Three-dimensional structural models of QRICH2 and TUBULIN alpha-3 chain were downloaded from the AlphaFold Protein Structure Database [12, 30] (https://alphafold.com/). Flexible docking between QRICH2 and TUBULIN alpha-3 chain was performed on the HADDOCK webserver (https://bianca.science.uu.nl/haddock2.4/submit/1) [29]. To define the ambiguous interaction restraints (AIRs) in docking, the active and passive residues of QRICH2 and TUBULIN alpha-3 chain were predicted by the CASTp webserver (http://sts.bioe.uic.edu/castp/calculation.html) [26]. The first complex model with the lowest HADDOCK score was chosen to be the final model. And the protein–protein interaction was analyzed by LIGPLOT [33]. The structure diagram was made by PyMOL software. Furthermore, conserved motifs were predicted by MEME (Multiple EM for Motif Elicitation) motif discovery tool (http://meme-suite.org/tools/meme) [2].

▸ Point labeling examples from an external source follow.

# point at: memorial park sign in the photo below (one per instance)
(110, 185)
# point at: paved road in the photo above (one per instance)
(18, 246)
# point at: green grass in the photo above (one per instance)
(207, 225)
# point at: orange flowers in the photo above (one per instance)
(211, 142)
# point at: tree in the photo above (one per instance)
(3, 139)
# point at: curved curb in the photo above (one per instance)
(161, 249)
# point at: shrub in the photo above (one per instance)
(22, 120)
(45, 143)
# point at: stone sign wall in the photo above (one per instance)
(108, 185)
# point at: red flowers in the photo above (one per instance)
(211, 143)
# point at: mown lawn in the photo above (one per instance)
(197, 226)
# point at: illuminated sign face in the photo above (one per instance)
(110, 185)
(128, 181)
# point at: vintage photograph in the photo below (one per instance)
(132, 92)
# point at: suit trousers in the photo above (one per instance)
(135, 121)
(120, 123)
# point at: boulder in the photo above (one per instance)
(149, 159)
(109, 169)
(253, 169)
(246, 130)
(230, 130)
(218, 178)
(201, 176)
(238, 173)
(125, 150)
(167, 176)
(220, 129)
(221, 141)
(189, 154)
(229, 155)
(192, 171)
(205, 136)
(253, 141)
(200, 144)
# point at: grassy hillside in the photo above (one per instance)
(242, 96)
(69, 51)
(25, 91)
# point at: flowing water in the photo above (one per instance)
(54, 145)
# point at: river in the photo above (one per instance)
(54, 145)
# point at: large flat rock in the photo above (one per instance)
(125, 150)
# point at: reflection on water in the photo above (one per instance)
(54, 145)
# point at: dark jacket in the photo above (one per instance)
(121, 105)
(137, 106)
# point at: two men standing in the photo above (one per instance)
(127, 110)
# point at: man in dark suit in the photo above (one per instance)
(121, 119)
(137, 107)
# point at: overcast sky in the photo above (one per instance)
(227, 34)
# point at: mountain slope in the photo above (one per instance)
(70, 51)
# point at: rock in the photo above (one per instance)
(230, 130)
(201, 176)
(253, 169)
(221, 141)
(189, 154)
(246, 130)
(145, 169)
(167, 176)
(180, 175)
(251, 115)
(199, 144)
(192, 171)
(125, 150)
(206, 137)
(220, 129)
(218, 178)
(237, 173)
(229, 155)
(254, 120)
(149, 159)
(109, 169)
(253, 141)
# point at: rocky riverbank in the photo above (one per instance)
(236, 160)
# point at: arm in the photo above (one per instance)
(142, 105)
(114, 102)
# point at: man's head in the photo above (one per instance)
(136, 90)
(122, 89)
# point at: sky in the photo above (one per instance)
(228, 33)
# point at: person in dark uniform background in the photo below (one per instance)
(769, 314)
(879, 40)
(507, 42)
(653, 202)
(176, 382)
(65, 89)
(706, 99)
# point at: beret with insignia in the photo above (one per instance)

Detection of cellular ATP levels

ATP levels in sperm, testis, and cell lysates were measured using the luminometer method according to the manufacturer's instructions (S0027, Beyotime Biotechnology). For normalization, total proteins were extracted from samples before ATP assay.

The detection of cellular α-ketoglutarate levels

The concentration of α-Ketoglutarate in samples was detected by high-performance liquid chromatography method following the manufacturer’s instructions for α-Ketoglutarate HPLC Assay kit (BC4704, Solarbio Science & Technology Co., Ltd., Beijing, China).

Statistical analysis

Statistical analyses were performed using GraphPad Prism 8.4.0 software and SPSS 17.0 software. All of the data were presented as the means ± SEM. P < 0.05 was considered to be statistically significant. Statistical significance between the two groups was calculated using an unpaired, parametric, two-sided Student’s t-test.